According to a recent report, the Singapore-based crypto platform Crypto.com implemented dedicated internal teams to engage in token trading with the aim of generating profits, raising concerns in the community.

The report reveals that, as per five insiders, Crypto.com runs its own proprietary trading and market-making teams, which are typically handled by distinct private entities. Reporter Collin Wu took to Twitter to share the revelations:

One of the insiders stated that executives at Crypto.com allegedly provided strong sworn statements to external trading houses, affirming that Crypto.com had no involvement in trading.

As per one insider familiar with the company’s practices, the proprietary trading desk at Crypto.com allegedly engages in trading activities on both the company’s own exchange and other platforms. Their primary objective is reportedly to generate profits rather than facilitate exchange services, as noted by one source.

Additionally, the insiders alleged that Crypto.com’s market-making desk aims to enhance liquidity on the platform. One of the sources indicated that employees were instructed to deny the existence of any internal market maker operation.

Crypto.com responded to these allegations, acknowledging:

We have an internal market maker that operates on the Crypto.com exchange and that internal market maker is treated exactly the same as third-party market makers that identically facilitate tight spreads and efficient markets on our platform.

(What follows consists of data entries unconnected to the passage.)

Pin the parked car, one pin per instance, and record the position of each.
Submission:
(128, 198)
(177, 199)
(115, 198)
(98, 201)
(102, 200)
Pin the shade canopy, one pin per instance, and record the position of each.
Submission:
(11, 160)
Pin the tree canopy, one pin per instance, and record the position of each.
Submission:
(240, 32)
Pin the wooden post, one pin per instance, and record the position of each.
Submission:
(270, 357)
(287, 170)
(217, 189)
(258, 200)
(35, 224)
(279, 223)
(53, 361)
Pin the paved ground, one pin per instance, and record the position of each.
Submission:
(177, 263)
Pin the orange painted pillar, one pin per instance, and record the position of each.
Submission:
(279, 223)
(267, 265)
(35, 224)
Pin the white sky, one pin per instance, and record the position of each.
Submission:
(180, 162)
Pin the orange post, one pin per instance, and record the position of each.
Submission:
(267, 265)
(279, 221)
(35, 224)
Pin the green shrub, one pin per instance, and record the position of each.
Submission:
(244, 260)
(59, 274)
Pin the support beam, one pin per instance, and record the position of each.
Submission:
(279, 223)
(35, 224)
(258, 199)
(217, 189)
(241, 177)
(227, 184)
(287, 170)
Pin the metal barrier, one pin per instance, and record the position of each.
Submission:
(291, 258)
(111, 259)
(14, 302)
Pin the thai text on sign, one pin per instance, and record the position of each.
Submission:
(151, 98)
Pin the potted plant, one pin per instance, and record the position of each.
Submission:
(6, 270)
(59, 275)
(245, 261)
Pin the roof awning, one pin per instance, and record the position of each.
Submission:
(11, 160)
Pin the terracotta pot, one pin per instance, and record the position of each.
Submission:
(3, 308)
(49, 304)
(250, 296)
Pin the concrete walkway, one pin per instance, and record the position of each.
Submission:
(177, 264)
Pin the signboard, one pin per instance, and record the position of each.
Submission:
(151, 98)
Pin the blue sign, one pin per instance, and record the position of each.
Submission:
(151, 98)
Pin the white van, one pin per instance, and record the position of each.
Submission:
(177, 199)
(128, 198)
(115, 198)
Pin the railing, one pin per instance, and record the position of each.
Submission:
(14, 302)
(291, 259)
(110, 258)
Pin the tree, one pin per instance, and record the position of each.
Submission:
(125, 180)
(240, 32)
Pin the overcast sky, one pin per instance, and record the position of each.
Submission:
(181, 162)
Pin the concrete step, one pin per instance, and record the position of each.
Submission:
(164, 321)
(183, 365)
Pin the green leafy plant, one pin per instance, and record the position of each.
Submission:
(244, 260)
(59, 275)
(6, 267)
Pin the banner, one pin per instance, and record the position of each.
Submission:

In a statement, the crypto exchange revealed that a portion of its revenues originates from its app designed for retail traders. The company added that its trading team was responsible for maintaining risk neutrality by hedging these positions across multiple platforms.

In addition, Crypto.com underscored that all participants on the platform, including market makers, are treated with equal importance. They explicitly stated that the company does not rely on proprietary trading as a revenue stream.

Recently, Singapore’s MAS granted Crypto.com the Digital Payment Token License, at a time when the U.S Securities and Exchange Commission (SEC) is strongly targeting even top crypto players such as Binance and Coinbase.

Following the SEC’s enforcement actions, the company made an announcement to the media that its exchange catering to institutional traders in the United States would be ceasing operations starting from June 21, 2023.